In 1816 American missionaries founded the American Ceylon Mission in Jaffna. The ACM established missions in other parts of the Jaffna Peninsula including one in Vaddukoddai. The ACM established numerous schools on the peninsula, the first school being the Common Free School (Union College) in Tellippalai. In 1823 the Batticotta Seminary was established in Vaddukoddai to educate the brightest boys on the peninsula. The seminary was intended to convert the boys to Christianity, but most boys retained their Hindu faith. As a consequence, the seminary was closed around 1855.

Alumni of the Batticotta Seminary and other local Christians led a campaign to re-open the seminary and in 1871 Jaffna College was opened on the former seminary site.

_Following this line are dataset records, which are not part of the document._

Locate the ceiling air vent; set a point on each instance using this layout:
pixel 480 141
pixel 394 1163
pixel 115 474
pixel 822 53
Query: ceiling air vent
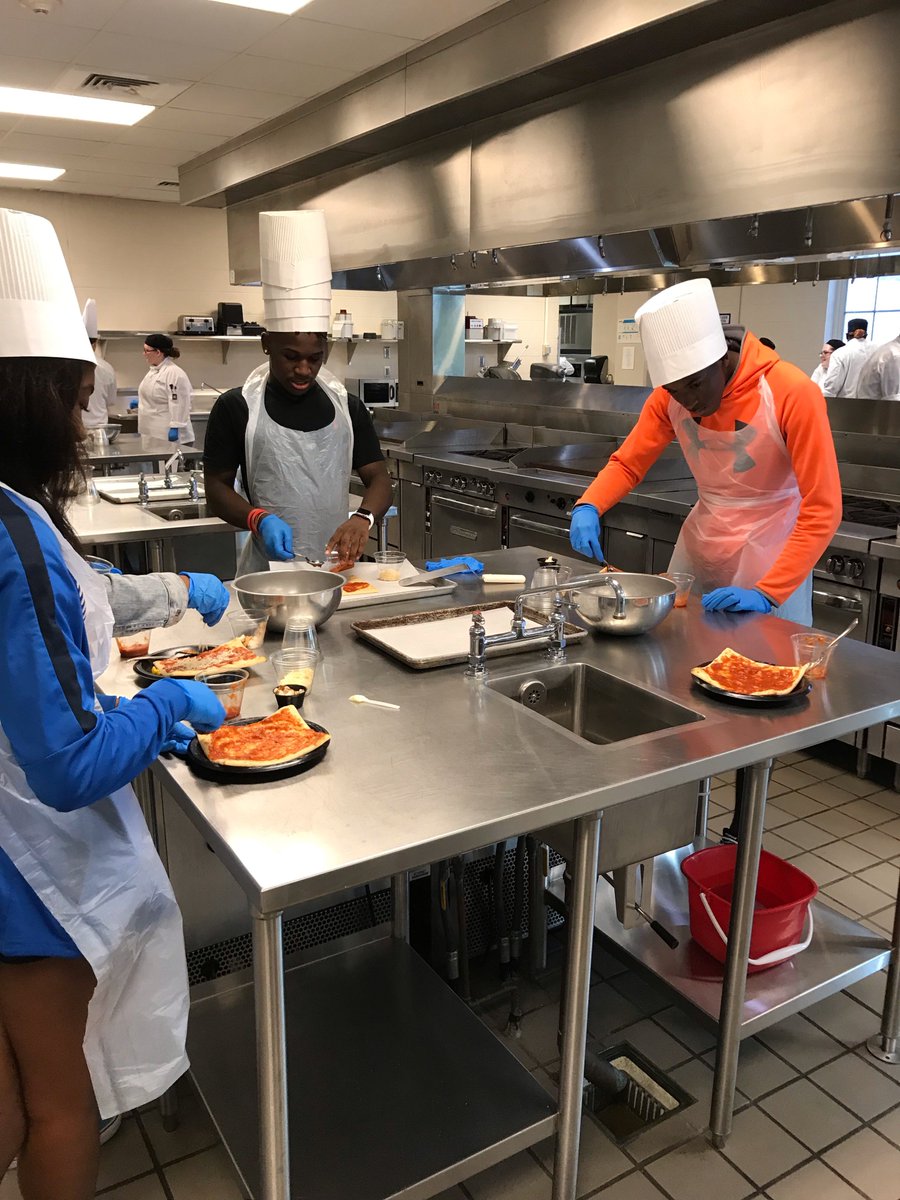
pixel 118 84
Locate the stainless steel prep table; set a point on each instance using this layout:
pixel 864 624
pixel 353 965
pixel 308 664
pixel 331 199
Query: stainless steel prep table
pixel 423 796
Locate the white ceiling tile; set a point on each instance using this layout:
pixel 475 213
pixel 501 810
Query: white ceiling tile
pixel 19 72
pixel 120 54
pixel 403 18
pixel 279 76
pixel 221 125
pixel 348 49
pixel 195 22
pixel 34 39
pixel 208 97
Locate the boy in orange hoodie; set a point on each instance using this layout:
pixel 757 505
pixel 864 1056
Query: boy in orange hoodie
pixel 755 433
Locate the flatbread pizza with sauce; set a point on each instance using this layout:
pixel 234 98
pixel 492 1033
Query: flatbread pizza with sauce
pixel 731 671
pixel 358 587
pixel 228 657
pixel 277 738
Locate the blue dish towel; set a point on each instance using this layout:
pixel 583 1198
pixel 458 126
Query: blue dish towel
pixel 468 565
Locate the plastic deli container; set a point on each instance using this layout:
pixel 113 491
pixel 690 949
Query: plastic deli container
pixel 783 911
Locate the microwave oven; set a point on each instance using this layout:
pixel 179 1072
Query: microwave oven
pixel 373 393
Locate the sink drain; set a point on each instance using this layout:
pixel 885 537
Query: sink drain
pixel 649 1097
pixel 533 693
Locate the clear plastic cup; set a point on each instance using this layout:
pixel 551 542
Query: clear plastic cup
pixel 809 647
pixel 683 583
pixel 133 646
pixel 228 685
pixel 295 667
pixel 251 628
pixel 390 564
pixel 300 635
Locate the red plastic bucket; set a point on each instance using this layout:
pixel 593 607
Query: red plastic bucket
pixel 783 897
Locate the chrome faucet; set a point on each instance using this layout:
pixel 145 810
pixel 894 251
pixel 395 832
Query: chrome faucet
pixel 555 629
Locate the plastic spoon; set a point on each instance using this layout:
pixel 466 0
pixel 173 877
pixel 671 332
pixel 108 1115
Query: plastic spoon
pixel 373 703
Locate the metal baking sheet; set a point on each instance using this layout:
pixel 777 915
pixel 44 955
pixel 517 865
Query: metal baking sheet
pixel 439 652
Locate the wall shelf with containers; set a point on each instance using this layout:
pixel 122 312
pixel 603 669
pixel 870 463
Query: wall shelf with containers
pixel 223 340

==Evelyn Rutnam Institute for Inter-Cultural Studies==
The Evelyn Rutnam Institute for Inter-Cultural Studies is located in Jaffna and established in the memory of Evelyn Wijeyaratne Rutnam, the late wife of late Dr. James T. Rutnam. Dr. Rutnam had a huge collection of books and research articles by his contacts and collection from university dons. researchers, leading legal figures and businessmen. Learned personnel always visited him there for consultation and made use of his library. Later on Dr. Rutnam has given his collection of books to Jaffna College in Vaddukoddai and established a building in Jaffna to store books for research purposes. It was named the Evelyn Rutnam Institute and remains under the American Missionaries as a testimony to James Rutnam's love of research and learning, and encouragement to young students.

=== Cricket ===
Jaffna College play St. Patrick's College, Jaffna in an annual cricket match known as the Battle of the Golds. The first match took place in 1917.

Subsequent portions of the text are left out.